The majority of individuals don’t want to talk about the impact hearing loss has on relationships, even though it’s an issue many people cope with. Both partners can feel frustrated by the misunderstandings that are caused by hearing loss.
This is the perfect time for you to show your love and appreciation for your loved one with Valentine’s Day just around the corner. A wonderful way to do this is to talk to your loved one about your hearing loss.
Having “the talk”
Studies have found that a person with untreated hearing loss is 2.4 times more likely to experience dementia, and that includes Alzheimer’s disease. A cascade effect that will eventually impact the entire brain will be initiated when the region of your brain responsible for hearing becomes less engaged. Doctors refer to this as brain atrophy. It’s the “use it or lose it” principle in action.
Depression rates among people with hearing loss are almost double that of a person who has healthy hearing. Research shows that as a person’s hearing loss gets worse, they often become stressed and agitated. The individual could start to isolate themselves from friends and family. As they sink deeper into depression, people who have hearing loss are likely to stop engaging in the activities they once enjoyed.
This, in turn, can lead to relationship strain among mother and son, father and daughter, close friends, spouses, and others in this person’s life. It’s important to be patient and work together to find solutions to communication difficulties.
Someone who is developing hearing loss may not be ready to discuss it. They may be afraid or ashamed. They may be in denial. Deciding when to have the conversation may take a bit of detective work.
Here are a few external cues you will need to rely on because you can’t hear what others are hearing:
- Avoiding conversations
- School, work, and hobbies are starting to become difficult
- Not hearing vital sounds, such as the doorbell, dryer buzzer, or somebody calling their name
- Repeated misunderstandings
- Complaining about buzzing, humming, static, or other sounds that you don’t hear
- Watching television with the volume really high
- Avoiding busy places
- Agitation or anxiety in social settings that you haven’t previously observed
Plan on having a heart-to-heart discussion with your loved one if you detect any of these symptoms.
How to talk about hearing loss
Having this talk might not be easy. A loved one might become defensive and brush it off if they’re in denial. That’s why it’s essential to approach hearing loss in a sensitive and appropriate way. The steps will be essentially the same but possibly with some small alterations based on your specific relationship situation.
- Step 1: Let them know that you love them without condition and value your relationship.
- Step 2: You’re concerned about their health.

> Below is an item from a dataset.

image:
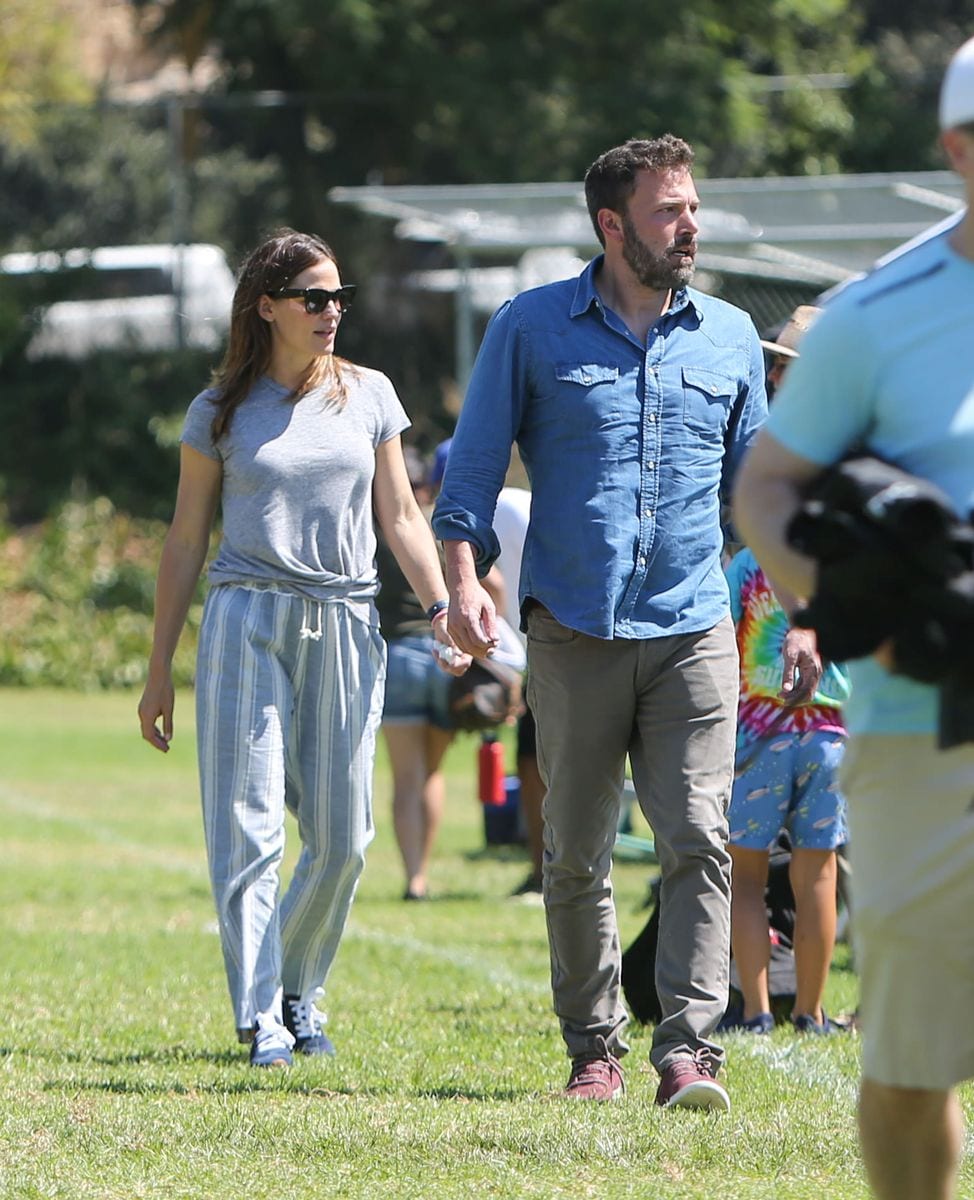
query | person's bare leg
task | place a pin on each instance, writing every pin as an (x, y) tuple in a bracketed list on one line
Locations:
[(912, 1141), (415, 754), (750, 941), (813, 881)]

You’ve read through the research. You’re aware that neglected hearing loss can result in an increased chance of depression and dementia. You don’t want that for your loved one.
- Step 3: Your own safety and health are also a concern. An excessively loud TV could damage your hearing. In addition, research shows that increased noise can trigger anxiety, which might impact your relationship. If you have a burglar in your house or you’ve fallen down, your partner might not hear you yelling for help. Emotion is a strong way to connect with others. If you can paint an emotional picture of the what-ifs, it will have more impact than merely listing facts.

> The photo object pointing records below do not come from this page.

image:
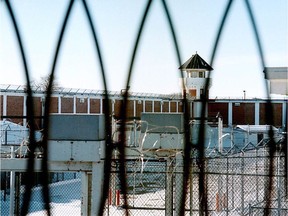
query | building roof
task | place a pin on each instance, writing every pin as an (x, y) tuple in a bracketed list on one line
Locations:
[(194, 63), (277, 73)]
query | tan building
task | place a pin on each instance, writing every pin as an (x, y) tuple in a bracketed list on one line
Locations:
[(277, 80)]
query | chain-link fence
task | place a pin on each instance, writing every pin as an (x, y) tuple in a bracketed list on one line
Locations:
[(235, 185), (65, 194)]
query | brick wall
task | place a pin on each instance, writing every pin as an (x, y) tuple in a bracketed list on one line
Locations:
[(15, 108), (276, 112), (243, 113), (222, 108)]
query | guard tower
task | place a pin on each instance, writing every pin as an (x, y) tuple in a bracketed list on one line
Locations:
[(197, 70)]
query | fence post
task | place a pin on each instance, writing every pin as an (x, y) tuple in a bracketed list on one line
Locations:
[(97, 186), (12, 186), (84, 193), (179, 183), (169, 188), (191, 189)]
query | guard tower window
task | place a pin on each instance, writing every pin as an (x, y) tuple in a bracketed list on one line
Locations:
[(194, 74)]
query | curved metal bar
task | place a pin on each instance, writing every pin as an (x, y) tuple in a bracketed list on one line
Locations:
[(268, 111), (188, 144), (203, 208), (123, 110), (109, 144), (30, 116), (44, 176)]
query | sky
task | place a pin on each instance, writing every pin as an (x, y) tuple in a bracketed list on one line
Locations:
[(237, 65)]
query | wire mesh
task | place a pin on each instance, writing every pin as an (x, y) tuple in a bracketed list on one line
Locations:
[(228, 185)]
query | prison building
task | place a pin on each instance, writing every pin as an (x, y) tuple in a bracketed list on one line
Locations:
[(79, 101)]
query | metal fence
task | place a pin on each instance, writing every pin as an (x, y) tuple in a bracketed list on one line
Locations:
[(235, 185), (225, 186)]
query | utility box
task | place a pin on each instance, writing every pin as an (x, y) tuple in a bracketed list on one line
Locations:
[(77, 127), (162, 123)]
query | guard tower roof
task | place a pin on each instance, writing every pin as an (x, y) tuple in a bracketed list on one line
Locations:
[(196, 63)]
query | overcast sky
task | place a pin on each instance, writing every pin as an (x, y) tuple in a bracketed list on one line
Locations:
[(236, 68)]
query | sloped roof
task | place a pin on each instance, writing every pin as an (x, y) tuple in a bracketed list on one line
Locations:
[(196, 62)]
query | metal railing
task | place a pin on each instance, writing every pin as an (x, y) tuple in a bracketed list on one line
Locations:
[(203, 178)]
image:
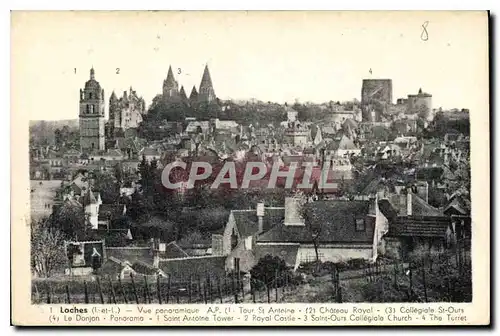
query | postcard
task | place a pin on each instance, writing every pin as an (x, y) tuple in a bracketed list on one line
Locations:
[(250, 168)]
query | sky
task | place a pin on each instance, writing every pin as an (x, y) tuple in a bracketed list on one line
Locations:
[(270, 56)]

- Step 4: Schedule an appointment to get a hearing test together. After you make the decision schedule an appointment right away. Don’t hold off.
- Step 5: There may be some opposition so be prepared. These could arise anywhere in the process. This is a person you know well. What sort of doubts will they have? Will it be lack of time, or money? Perhaps they don’t detect that it’s a problem. They may feel that home remedies will be good enough. (You recognize “natural hearing loss cures” don’t really work and could cause more harm than good.)

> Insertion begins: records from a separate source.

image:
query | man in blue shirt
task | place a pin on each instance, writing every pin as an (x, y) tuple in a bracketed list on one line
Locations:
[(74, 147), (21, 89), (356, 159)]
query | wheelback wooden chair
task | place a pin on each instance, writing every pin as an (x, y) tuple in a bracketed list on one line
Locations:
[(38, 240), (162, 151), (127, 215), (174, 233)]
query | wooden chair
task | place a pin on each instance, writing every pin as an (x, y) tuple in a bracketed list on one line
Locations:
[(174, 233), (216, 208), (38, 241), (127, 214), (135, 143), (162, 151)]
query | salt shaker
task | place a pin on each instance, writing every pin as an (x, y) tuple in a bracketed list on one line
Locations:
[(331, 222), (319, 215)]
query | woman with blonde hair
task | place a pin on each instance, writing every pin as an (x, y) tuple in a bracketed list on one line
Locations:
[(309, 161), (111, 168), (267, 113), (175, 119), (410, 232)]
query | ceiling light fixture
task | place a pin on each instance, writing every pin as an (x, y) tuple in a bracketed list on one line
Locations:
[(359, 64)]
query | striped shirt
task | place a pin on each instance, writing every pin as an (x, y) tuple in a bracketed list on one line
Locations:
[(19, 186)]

Be ready with your responses. You might even rehearse them in the mirror. They don’t need to match those listed above word-for-word, but they should concentrate on your loved one’s concerns.
If your spouse isn’t willing to talk about their hearing loss, it can be challenging. Developing a plan to deal with potential communication problems and the impact hearing loss can have on your relationship will help both partners have confidence that their worries will be heard and understood. By doing this, your relationship will grow stronger and your partner will take steps to live a longer, healthier life. Growing together – isn’t that what love is all about?